= Teufe =

German mining term for depth

Teufe is the German mining term for depth. The Teufe (h_{T}) indicates how deep a given point lies below the surface of an open-cast pit or below the ground level in the area surrounding the pit. By contrast, the height, h, refers to its distance from a reference surface 'above'. The vertical distance between the surface and a point in the mine (Grubengebäude), i.e. the vertical depth, was formerly also called the Seigerteufe. This difference is no longer made today. The terms Teufe and Seigerteufe are synonymous.

== Reference points ==
The Teufe is always given from a reference point. In earlier times, during the construction of galleries (Stollen) there was the concept of "gallery depth" or Stollenteufe. For this purpose, the survey engineer or Markscheider determined a fixed reference point from which measurements were made. The gallery was either above or below the reference point. If the gallery lay above the Markscheider's reference point, it had a positive "vertical height difference" (Seigerteufe).
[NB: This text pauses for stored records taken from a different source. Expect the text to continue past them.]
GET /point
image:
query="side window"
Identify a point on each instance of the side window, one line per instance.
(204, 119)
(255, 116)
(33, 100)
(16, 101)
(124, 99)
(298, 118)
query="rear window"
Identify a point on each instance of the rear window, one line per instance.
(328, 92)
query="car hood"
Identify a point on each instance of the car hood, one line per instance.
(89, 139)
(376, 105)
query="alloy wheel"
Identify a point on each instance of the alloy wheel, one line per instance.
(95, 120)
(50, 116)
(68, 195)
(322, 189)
If the gallery lay below the reference point, it had a negative vertical height difference.With the emergence of mining engineering the upper surface of the terrain was used as the reference point, usually at the headgear.

Today the reference surface for mining in Germany is standard sea level (Normalhöhennull, NHN, formerly Normalnull). As a result there are negative and positive heights, however, these heights are not an indication of depth. If a point is below NHN, it is give a minus sign (-); if it is above, a plus sign (+). A height based on the NHN has the symbol H.